- Tuberomammillary nucleus of the mouse brain

Details
- Part of: Hypothalamus

Identifiers
- Latin: nucleus tuberomamillaris
- Acronym: TMN
- NeuroNames: 427
- NeuroLex ID: birnlex_1271
- TA98: A14.1.08.932
- TA2: 5734
- FMA: 62335

= Tuberomammillary nucleus =

Nucleus in the mammalian hypothalamus

The tuberomammillary nucleus (TMN) is a histaminergic nucleus located within the posterior third of the hypothalamus. It is part of the tuber cinereum. It largely consists of histaminergic neurons (i.e. histamine-releasing neurons). It is involved with the control of arousal, learning, memory, sleep and energy balance.

==Efferents==

The tuberomammillary nucleus is the sole source of histamine pathways in the human brain.
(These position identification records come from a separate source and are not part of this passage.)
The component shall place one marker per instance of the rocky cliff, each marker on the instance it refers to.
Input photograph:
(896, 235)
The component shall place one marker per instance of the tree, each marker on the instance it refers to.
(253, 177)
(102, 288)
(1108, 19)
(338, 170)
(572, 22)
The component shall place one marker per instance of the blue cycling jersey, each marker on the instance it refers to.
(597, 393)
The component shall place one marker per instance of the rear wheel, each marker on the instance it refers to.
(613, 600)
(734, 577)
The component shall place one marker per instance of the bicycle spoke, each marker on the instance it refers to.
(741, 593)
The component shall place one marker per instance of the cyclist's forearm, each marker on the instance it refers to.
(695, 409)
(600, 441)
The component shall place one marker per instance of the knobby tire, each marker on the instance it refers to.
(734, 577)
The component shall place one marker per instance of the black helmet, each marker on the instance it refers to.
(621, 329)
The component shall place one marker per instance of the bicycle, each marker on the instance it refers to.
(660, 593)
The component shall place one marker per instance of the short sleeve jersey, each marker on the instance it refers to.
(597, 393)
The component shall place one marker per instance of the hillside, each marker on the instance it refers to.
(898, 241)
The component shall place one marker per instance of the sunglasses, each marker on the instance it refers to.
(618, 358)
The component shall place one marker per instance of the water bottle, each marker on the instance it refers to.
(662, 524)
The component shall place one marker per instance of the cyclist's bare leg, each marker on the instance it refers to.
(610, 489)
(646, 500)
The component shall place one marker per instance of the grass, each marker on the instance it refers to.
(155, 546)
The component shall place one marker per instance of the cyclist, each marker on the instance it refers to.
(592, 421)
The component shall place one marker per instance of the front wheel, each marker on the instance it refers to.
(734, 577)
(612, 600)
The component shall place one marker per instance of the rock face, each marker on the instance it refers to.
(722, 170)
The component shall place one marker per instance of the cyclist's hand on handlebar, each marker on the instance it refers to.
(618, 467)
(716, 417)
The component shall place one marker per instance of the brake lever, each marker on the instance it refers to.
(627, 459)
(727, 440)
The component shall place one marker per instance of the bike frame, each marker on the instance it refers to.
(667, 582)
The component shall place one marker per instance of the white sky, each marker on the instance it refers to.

The densest axonal projections from the tuberomammillary nucleus are sent to the cerebral cortex, hippocampus, neostriatum, nucleus accumbens, amygdala, and other parts of the hypothalamus. The projections to the cerebral cortex directly increase cortical activation and arousal, and projections to acetylcholinergic neurons of the basal forebrain and dorsal pons do so indirectly, by increasing the release of acetylcholine in the cerebral cortex.